In 1921 Bailey married Irma Hepburn, daughter of Baron Cozens-Hardy.

He was the Political Officer for Sikkim and Tibet, stationed in Gangtok (Sikkim) from June 1921 to October 1928, and he made annual visits to Tibet to inspect the Gyantse Trade Agency and visited Lhasa from 16 July to 16 August 1924, accompanied by the Medical Officer, Major J. Hislop IMS.

He helped Frank Kingdon-Ward and Lord Cawdor in 1924 when he was a Political Officer in Gangtok, Sikkim.

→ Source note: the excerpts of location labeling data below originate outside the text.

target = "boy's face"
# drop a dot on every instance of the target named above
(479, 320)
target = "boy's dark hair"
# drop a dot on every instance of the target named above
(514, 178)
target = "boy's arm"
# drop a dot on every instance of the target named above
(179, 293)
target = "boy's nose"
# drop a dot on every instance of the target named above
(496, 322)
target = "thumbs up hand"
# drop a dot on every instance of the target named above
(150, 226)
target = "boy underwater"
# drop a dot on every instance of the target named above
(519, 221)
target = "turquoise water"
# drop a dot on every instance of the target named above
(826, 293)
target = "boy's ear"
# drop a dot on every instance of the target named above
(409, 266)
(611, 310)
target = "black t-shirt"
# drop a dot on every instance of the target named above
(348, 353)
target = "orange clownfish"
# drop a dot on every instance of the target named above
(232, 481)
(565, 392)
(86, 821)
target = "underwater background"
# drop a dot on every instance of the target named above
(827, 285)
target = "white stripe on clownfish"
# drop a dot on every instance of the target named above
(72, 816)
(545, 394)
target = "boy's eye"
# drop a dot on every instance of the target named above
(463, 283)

Bailey arranged passports and encouraged them to search the 40 mi unexplored gap of the river to solve the riddles of the Tsangpo Gorges. Kingdon-Ward wrote a book by the same name documenting that expedition.

He was among the earliest to import the Lhasa Apso breed of dog into Britain. He was in contact with others interested in Central Asia, including Richard Meinertzhagen.

He was promoted to Lieutenant-Colonel 28 July 1926.

He was the Resident at Baroda, Central India from 1930 to 1932 and was the Resident in Kashmir in 1932 to 1933.

In February 1935, he was appointed His Majesty's Envoy Extraordinary and Minister Plenipotentiary at Kathmandu. He held this appointment until retiring in 1938.

He retired from the Indian Army on 3 February 1937 and, during the Second World War, served as a King's Messenger to Central and South America between 1942 and 1943.

Bailey died on 17 April 1967.

==Works==
- Bailey, F. M. "From the outposts: A quiet day in Tibet", in: Blackwood's Magazine, 181;1144:270-5
- Bailey, F. M. (1914). "Exploration on the Tsangpo or upper Brahmaputra"
- Bailey, F. M. China-Tibet-Assam: A Journey, 1911 (London: Cape, 1945)
- Bailey, F. M. (1946). "Mission to Tashkent"
- Bailey, F. M. No Passport to Tibet (London: Rupert Hart-Davis, 1957)

==Legacy==
Bailey is commemorated in the scientific names of four species: a Tibetan snake (Thermophis baileyi); a species of mammal, the red goral (Naemorhedus baileyi); the renowned Himalayan blue poppy (Meconopsis baileyi) and a butterfly Bailey's Apollo (Parnassius baileyi).